For eighty-eight years, the galaxy has been torn apart by the endless war between the Republic of United Planets and the Empire of Worlds.

Anjali Patel and Mikhail Grikov are soldiers on opposing sides of that war. They meet, fall in love and decide to go on the run together.

Pursued by both the Empire and the Republic, they struggle to stay alive and free and prove that their love is stronger than the war…

I. Erasure

On the outskirts of the main commercial spaceport of Metra Litko, an independent trade hub on the galactic rim, stood a row of pre-fab dwelling containers. They were intended as cheap temporary housing for transients — spaceport workers, spaceship crews between assignments, drifters on their way to somewhere else — rented by the week or even by the night.

Two figures, a man and a woman, both in their late twenties, stood side by side in the doorway of one of those dwelling containers.

The man was tall and muscular, with pale skin, striking blue eyes and long dark hair that he wore tied into a ponytail at the nape of his neck. This was Captain Mikhail Alexeievich Grikov, formerly of the Republican Special Commando Forces, now wanted as a deserter and traitor.

The woman by his side was a good head shorter, with brown skin, dark eyes and glossy black hair that fell freely down her back in gentle waves. This was Lieutenant Anjali Patel, formerly of the Imperial Shakyri Expeditionary Corps, now wanted as a deserter and traitor.

A little over two months ago, they’d met on a pleasure planet, the Imperial elite soldier and the Republican spy. Attraction had sparked between them at once, even though their respective governments were sworn enemies, locked in an eighty-eight year war. And that attraction only grew, even though he had been sent to capture her for his government, so the laboratories of the Scientific Council could cut her apart in a bid to uncover the genetic tweaks that made the men and women of Shakyri Corps the fearsome warriors that they were.

In the end, Mikhail had refused to carry out his orders and had instead set his prisoner free. In turn, Anjali had found that she could neither kill Mikhail nor consign him to certain death in the prison mines of the Empire.

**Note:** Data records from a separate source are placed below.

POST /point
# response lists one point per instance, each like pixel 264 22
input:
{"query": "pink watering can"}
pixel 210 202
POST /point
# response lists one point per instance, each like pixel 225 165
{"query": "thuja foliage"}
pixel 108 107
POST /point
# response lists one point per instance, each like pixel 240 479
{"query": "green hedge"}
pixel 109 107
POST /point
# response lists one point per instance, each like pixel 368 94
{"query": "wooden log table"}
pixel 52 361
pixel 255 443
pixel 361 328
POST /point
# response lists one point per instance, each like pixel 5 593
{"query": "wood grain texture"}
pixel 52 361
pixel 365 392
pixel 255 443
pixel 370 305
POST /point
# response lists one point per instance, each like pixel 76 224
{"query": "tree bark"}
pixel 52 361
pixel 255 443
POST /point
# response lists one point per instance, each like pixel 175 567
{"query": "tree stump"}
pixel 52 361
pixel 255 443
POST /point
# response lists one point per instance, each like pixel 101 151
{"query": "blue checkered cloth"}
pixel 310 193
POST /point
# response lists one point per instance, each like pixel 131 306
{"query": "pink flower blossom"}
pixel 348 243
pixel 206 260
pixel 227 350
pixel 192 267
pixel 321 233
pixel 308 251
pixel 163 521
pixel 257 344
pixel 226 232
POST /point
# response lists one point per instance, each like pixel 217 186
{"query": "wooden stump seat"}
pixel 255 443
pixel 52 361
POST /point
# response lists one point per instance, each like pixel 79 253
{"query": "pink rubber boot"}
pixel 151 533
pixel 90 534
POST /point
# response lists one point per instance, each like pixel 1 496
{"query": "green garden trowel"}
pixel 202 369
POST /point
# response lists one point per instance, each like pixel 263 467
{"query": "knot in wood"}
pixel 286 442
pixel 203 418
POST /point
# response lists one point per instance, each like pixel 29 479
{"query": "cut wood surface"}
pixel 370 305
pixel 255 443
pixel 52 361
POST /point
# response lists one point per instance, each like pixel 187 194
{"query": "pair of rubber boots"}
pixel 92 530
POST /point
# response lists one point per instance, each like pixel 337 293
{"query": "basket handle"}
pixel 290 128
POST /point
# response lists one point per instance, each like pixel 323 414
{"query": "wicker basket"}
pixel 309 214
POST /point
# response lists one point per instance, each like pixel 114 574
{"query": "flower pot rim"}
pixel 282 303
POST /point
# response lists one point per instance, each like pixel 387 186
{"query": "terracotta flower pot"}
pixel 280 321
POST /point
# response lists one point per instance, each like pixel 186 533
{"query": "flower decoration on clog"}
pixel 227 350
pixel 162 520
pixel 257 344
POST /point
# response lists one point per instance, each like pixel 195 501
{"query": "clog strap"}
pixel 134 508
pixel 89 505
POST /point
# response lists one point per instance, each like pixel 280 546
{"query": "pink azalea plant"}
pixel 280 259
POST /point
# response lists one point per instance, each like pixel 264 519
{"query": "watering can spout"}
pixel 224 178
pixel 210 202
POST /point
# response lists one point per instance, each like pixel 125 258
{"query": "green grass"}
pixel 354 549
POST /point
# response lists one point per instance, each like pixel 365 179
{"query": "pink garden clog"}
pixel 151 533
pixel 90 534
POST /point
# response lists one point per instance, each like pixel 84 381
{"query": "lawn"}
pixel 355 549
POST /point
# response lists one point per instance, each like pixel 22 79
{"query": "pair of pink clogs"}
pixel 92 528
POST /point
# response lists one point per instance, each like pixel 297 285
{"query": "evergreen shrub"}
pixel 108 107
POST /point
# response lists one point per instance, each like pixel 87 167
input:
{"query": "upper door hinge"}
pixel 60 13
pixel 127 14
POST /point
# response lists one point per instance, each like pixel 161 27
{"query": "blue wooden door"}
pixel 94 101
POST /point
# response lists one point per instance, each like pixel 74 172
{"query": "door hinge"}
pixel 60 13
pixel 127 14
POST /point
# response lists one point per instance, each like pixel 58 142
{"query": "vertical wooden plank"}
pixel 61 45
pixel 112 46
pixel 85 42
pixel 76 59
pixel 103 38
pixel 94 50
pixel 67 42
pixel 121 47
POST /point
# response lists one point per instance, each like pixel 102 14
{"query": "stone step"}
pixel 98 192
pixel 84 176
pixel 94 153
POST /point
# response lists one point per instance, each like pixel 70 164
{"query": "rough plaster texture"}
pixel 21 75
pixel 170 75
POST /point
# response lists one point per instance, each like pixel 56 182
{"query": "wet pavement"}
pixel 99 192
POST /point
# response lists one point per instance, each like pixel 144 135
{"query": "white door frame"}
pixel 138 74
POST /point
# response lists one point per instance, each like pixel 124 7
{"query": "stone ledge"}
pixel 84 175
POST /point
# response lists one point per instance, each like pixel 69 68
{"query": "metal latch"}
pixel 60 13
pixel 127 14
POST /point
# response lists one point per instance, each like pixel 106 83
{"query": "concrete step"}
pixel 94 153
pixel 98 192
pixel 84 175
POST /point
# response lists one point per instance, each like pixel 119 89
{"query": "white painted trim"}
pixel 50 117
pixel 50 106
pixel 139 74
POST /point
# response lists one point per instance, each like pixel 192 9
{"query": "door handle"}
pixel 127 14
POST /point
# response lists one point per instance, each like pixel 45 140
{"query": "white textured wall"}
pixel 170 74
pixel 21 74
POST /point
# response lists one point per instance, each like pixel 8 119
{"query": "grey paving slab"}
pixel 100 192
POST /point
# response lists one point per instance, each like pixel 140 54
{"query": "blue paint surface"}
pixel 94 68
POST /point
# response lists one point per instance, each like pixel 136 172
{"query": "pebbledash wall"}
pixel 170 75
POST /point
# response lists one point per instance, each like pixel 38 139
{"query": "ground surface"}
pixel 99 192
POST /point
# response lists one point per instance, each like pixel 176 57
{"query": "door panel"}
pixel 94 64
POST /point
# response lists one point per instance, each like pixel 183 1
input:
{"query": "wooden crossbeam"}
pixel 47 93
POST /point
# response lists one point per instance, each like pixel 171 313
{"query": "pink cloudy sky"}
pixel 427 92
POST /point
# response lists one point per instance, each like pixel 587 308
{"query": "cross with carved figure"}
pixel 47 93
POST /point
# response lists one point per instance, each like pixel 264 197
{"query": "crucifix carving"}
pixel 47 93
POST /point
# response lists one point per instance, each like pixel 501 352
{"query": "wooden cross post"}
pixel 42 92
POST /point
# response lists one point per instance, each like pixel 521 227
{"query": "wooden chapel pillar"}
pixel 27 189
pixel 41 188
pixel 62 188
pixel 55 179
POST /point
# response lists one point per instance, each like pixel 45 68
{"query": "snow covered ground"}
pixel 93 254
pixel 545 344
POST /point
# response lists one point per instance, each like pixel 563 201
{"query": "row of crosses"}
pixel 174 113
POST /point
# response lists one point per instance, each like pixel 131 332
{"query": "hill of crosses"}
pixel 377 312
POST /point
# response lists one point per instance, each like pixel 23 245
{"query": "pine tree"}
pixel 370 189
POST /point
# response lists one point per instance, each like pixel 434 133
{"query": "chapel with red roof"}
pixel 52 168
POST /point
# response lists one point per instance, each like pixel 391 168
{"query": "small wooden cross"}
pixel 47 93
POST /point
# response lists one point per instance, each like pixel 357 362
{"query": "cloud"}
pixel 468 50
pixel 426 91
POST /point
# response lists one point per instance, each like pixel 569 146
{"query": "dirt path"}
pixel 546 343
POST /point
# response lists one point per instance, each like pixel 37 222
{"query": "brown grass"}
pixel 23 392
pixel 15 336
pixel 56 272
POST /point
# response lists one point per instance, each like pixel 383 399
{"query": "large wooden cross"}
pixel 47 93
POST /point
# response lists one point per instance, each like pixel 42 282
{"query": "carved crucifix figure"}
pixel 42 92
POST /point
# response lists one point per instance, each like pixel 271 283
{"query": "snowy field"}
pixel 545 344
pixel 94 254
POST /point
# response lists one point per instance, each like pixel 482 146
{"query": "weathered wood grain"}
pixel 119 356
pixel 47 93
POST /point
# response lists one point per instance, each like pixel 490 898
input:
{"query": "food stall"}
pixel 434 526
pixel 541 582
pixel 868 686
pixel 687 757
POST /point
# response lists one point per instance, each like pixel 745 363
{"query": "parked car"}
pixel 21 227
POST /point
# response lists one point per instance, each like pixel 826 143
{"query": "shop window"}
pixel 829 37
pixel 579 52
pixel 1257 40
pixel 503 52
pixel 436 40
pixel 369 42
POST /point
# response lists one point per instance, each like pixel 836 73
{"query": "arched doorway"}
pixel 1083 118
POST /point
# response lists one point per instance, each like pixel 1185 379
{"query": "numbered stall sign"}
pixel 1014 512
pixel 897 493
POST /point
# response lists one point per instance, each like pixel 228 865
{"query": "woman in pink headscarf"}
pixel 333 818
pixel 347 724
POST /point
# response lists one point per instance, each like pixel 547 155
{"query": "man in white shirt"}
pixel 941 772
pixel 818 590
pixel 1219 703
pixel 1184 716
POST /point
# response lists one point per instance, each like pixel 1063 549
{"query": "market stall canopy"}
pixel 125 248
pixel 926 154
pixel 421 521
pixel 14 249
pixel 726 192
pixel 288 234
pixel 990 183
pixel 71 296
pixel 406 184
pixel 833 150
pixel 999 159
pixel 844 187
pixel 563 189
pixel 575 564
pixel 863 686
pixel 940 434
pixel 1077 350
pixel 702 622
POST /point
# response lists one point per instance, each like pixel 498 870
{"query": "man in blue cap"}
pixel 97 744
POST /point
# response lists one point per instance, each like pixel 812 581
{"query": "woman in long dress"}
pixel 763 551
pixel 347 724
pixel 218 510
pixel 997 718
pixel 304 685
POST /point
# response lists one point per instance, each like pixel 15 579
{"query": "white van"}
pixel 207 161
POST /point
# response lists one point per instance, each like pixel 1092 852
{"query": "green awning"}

Defying their respective governments meant that neither of them could ever go back. And so they had decided to go on the run together, heading for the independent worlds on the galactic rim to offer their services as mercenaries and guns for hire.

Their flight had brought them to Metra Litko, to this little dwelling container where they’d made their temporary home. A home they now had to leave behind with barely any warning.

I’m sorry, Mikhail said for what had to be the umpteenth time, I should never have brought you here. Should have known Metra Litko wasn’t safe, that it was too obvious a destination.

It’s okay. Anjali reached for his hand. We both knew this couldn’t last forever. Though it could have lasted a little longer.

In nine years with the Shakyri Corps, Anjali had never had anything like a stable home. Instead, she’d lived in a succession of barracks and spacecraft cabins. And in those nine years, she’d learned not to get attached to any one place, because she’d only have to leave at a minute’s notice anyway.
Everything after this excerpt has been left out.